とりあえずかいてみよう

読書とか映画とか音楽のことを書きます。書かない日もあります。でも書こうと思ってます。

これは評判になるのも納得の出来栄え ネレ・ノイハウス『深い疵』

 

深い疵 (創元推理文庫)

深い疵 (創元推理文庫)

 

久々に読み応えのある重厚なミステリだった。ドイツ中西部タウヌス地方を舞台にした警察小説シリーズの第3作目だが、邦訳は一昨年刊行された本書が初(今年刊行の『白雪姫には死んでもらう』は第4作目)。

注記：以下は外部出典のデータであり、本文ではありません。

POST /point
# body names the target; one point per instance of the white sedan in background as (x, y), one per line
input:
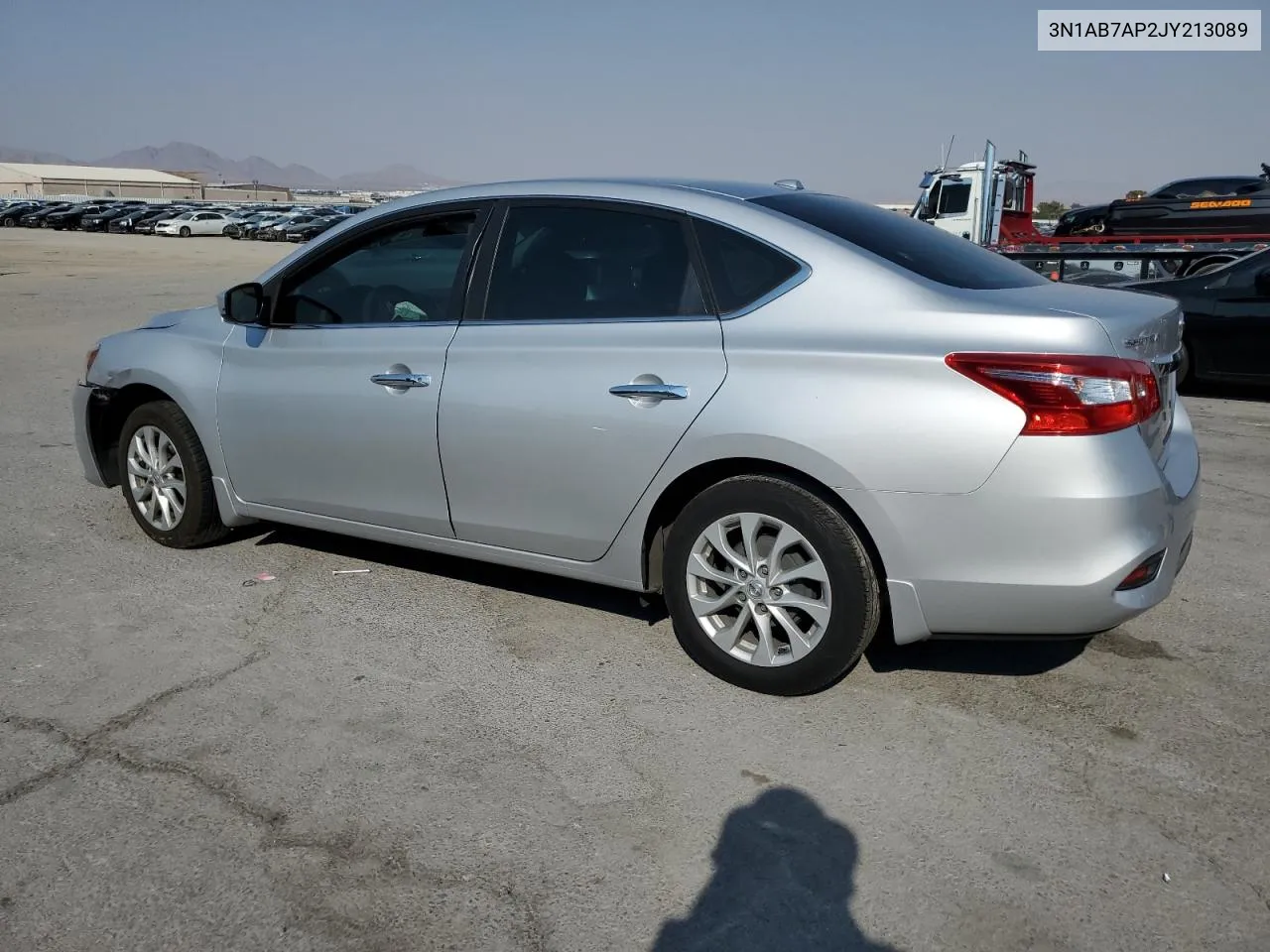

主要視点人物のオリヴァー首席警部とピア警部にはそれぞれに抱え込む事情があり、その理解は初読では苦しむところがある。しかしそれを補って余りある濃密で骨太な物語と、翻訳ものでは珍しいレベルの読みやすさは称賛に値しよう。錯綜した展開は作者側の要請と言えばそれまでだが、サスペンスあり驚きありで、持続して読ませてくれる。

描かれているのは60年前に起こったナチスがらみの陰惨な悲劇。歴史的事実を踏まえたものではないようだ(同じような悲劇はあったのだろうが)けど、それでもラストで語られる真相と、それを語る人物の心情を思いやると胸に響くものが大きい。これぞまさにフィクションの持つ大いなる力でありましょう。

読後感は後味の悪さが残るわけでもなく、まさに純粋な娯楽作品として手堅くまとめております。とりあえず『白雪姫には死んでもらう』も読まなきゃいかんなと思うのでした。